I wake up almost every morning happy. I crank open my eyes to assess the weather, then turn to my prayer practice. I tug on wool socks, light a candle because Rumi says, "learn to light the candle." I close my eyes again. This seals the deal on my internal climate. I can handle calamity. Though I have ridden out usual mothering storms and some complicated travails, today's stratospheric turmoil has rocked me. Caused solely by my college-aged son, who'd just spent 18 hours with us, who left at 7:30 AM because he wanted to get back to school to the library. Here I am, saying goodbye, again. He is not off to the military, not off to the fields. He is not off to the hunting grounds or climbing on to a horse or a camel or a tank. He is getting in to his little car and taking his clean laundry and going back to school. But my heart cracks anyway, because wherever the destination, it is away and that changes me.
So I find myself in a curiously quiet house, no alternate sound track running in another room. The girl child is off on an arctic adventure in Manhattan. After 22 years of being accompanied, I am alone. They will be back; this nest is not cleaned out and orderly after the upheaving of babies, toddlers, or teens.
But look who has moved in! Doubt, the cold sister of possibility, has already chosen her bedroom. She chimes in before it is her turn to talk. She tugs away my equanimity and questions every choice. She loves to dangle the "who do you think you are" banner across my daylight. She glories in my prolonged dithering.
Then, Annie Dillard shows up:
The sensation of writing a book is the sensation of spinning, blinded by love and daring.
There is a bootstrap and I will pull it up today.

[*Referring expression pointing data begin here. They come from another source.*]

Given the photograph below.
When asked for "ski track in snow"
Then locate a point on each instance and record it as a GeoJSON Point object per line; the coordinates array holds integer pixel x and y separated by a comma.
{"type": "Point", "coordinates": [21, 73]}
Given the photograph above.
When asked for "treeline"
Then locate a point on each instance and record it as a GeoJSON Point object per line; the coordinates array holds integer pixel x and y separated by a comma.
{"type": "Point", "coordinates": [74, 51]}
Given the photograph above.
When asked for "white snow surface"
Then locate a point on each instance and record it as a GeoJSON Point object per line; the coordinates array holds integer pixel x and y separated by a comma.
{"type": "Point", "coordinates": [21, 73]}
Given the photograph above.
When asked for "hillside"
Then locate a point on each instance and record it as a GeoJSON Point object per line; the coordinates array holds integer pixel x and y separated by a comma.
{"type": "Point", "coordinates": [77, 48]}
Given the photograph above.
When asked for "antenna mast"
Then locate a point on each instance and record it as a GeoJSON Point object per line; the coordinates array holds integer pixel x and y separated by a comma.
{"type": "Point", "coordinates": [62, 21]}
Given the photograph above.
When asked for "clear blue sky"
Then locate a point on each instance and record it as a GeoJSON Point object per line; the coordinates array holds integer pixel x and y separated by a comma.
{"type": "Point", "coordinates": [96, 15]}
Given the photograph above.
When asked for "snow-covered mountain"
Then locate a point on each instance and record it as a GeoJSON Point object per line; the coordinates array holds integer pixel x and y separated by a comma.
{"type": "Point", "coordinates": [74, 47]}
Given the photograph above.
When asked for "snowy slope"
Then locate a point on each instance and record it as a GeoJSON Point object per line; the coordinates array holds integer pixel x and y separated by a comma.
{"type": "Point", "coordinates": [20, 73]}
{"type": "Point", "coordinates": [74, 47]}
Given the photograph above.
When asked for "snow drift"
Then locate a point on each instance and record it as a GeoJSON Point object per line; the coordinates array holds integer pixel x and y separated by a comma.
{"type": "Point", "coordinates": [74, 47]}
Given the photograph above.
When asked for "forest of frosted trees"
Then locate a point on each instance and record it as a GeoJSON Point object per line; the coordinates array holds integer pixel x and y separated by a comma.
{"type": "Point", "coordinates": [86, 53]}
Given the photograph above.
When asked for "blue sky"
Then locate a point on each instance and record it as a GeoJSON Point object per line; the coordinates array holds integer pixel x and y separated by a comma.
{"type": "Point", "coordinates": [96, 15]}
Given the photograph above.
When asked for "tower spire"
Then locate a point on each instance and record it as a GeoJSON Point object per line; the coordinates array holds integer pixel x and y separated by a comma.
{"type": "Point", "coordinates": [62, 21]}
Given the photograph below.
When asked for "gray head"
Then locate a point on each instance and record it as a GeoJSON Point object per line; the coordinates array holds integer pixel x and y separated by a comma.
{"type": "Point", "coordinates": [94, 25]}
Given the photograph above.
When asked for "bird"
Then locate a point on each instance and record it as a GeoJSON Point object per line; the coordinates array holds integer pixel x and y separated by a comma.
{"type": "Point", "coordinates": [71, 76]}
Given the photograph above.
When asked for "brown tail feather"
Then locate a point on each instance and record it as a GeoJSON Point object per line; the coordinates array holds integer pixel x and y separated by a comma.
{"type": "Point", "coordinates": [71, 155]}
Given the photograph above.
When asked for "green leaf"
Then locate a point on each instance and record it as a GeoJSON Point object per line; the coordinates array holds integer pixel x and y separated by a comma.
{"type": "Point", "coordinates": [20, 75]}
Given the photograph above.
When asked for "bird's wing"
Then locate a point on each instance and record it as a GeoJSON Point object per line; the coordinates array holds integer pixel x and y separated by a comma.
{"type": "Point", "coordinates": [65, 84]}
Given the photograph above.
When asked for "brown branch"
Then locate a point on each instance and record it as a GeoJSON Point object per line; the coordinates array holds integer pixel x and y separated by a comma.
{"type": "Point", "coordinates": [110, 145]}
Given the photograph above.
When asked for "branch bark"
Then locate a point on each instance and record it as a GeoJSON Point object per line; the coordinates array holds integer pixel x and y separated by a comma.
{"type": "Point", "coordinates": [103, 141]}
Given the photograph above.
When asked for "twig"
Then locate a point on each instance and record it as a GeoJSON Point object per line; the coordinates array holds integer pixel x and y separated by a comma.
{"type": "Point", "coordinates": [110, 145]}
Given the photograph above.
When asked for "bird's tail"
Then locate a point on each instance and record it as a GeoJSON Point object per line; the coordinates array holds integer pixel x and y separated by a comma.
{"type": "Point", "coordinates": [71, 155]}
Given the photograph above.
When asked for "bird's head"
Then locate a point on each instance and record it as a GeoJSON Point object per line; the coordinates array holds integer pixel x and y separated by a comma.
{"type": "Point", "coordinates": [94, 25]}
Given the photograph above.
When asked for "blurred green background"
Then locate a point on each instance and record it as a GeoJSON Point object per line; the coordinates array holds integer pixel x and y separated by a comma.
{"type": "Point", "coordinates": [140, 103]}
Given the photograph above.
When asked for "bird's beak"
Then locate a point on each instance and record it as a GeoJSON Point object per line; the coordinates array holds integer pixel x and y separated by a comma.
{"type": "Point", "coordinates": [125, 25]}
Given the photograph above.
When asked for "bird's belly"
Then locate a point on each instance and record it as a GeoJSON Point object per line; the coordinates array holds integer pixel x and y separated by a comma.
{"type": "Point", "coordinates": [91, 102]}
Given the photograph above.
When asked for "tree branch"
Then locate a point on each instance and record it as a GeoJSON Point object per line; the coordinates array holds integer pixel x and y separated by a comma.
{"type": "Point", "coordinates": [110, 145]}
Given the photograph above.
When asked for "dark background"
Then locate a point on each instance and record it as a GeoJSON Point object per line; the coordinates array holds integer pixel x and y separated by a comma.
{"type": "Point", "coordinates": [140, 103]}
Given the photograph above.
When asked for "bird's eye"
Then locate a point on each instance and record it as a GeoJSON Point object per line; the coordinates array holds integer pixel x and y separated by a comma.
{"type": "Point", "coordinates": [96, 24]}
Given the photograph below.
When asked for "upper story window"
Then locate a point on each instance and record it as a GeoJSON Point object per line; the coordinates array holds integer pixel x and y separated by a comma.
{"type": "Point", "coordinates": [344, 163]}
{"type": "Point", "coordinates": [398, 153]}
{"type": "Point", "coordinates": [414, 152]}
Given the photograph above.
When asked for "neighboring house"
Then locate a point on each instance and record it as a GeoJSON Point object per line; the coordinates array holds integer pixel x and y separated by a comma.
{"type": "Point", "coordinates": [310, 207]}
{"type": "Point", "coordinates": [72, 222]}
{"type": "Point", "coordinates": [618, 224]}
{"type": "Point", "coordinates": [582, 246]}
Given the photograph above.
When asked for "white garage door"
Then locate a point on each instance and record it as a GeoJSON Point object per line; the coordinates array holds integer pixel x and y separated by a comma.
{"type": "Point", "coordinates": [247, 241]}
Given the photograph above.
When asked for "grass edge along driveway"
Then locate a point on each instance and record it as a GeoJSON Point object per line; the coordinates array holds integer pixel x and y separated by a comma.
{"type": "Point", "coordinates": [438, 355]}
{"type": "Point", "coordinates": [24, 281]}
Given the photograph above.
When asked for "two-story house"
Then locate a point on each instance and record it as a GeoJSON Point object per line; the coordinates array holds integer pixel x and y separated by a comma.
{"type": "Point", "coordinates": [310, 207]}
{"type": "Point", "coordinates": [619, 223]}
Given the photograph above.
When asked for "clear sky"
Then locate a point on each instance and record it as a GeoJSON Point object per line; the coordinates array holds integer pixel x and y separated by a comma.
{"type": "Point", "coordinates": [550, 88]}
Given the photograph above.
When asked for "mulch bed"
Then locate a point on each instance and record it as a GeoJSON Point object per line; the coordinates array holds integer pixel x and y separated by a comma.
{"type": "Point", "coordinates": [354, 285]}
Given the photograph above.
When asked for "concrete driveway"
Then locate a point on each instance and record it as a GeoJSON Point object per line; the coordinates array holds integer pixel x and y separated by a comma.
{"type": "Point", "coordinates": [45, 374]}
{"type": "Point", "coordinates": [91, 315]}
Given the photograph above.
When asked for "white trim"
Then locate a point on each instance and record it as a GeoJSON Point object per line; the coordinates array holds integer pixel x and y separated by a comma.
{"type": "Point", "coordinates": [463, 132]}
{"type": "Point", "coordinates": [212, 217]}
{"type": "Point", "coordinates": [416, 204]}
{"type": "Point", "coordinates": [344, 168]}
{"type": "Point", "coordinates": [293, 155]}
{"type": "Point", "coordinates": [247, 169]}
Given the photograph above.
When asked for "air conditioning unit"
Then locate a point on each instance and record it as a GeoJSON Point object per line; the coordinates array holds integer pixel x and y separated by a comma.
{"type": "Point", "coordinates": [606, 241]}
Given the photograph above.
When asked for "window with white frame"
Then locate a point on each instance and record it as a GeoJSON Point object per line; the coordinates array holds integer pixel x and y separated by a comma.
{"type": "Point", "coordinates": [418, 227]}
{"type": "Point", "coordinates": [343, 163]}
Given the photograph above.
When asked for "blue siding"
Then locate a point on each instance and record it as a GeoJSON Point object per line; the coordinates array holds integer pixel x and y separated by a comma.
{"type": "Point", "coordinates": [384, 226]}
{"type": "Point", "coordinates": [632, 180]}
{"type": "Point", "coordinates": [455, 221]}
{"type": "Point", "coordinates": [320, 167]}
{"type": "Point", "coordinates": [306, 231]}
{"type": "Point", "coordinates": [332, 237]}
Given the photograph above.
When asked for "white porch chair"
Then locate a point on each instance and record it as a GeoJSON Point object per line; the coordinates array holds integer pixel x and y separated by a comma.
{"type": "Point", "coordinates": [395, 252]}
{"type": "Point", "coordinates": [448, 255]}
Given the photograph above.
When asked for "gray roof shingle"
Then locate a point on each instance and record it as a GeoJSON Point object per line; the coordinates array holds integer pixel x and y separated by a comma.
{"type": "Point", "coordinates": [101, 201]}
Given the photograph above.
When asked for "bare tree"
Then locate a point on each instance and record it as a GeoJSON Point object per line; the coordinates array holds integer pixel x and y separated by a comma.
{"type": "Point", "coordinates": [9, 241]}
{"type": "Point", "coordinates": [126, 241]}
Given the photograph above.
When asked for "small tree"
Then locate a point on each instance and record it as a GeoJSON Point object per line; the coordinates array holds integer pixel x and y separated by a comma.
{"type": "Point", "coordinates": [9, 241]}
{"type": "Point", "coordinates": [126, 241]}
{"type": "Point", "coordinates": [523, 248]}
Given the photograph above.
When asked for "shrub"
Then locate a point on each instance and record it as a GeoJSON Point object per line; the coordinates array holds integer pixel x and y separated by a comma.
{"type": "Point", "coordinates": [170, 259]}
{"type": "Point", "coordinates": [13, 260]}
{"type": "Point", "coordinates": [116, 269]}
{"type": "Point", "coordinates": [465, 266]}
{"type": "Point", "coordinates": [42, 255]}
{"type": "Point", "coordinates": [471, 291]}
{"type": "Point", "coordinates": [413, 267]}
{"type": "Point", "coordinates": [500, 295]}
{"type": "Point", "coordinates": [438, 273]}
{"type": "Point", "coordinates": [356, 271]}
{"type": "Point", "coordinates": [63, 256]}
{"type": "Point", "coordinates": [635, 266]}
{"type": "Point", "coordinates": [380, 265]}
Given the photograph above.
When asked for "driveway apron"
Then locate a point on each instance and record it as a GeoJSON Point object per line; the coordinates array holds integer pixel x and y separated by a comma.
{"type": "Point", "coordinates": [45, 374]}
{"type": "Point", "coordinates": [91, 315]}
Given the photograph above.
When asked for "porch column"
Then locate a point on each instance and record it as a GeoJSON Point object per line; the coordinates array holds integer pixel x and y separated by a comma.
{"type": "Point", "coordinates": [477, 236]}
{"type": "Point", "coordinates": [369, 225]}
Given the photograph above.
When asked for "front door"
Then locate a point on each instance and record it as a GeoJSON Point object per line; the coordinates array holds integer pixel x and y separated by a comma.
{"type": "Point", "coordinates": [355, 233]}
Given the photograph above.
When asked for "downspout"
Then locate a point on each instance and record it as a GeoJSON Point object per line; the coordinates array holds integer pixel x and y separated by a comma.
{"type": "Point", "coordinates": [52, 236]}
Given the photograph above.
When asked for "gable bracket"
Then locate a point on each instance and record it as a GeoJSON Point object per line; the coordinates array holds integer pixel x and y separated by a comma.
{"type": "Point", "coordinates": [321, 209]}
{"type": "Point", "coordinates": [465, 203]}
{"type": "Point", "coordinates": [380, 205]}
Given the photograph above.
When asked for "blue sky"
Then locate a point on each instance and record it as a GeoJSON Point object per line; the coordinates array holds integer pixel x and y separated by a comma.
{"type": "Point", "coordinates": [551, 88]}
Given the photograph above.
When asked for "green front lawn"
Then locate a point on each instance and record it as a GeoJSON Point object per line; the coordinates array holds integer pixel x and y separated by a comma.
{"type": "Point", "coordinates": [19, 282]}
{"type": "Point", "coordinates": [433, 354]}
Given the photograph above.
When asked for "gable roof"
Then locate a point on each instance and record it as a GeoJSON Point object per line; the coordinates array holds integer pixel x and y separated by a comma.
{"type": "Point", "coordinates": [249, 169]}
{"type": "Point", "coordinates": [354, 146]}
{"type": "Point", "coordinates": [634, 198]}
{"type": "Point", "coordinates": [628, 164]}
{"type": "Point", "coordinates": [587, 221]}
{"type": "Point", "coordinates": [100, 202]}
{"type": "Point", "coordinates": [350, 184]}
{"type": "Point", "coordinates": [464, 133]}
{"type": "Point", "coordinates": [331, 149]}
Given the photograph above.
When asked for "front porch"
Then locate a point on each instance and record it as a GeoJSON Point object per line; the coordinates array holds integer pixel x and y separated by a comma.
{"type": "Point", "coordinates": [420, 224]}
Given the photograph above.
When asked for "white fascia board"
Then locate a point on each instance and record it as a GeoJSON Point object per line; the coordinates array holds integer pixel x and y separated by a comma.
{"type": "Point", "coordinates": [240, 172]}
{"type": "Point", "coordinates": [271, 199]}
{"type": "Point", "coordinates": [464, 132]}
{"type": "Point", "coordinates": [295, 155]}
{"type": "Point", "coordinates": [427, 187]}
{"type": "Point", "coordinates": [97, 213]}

I know what it feels like to show up blind with love, daring to move forward, even when I don't want to, even when Doubt casts her pallor over my day. I have 22 years of experience showing up for two people. Some days, I did not feel like oatmeal or elastic waist jeans pulled over thick-diapered bottoms, but I got them on anyway. Oats and jeans. Doubt. Take a seat. Take a number. Get in line.
Daring and love snuck in and I have work to do.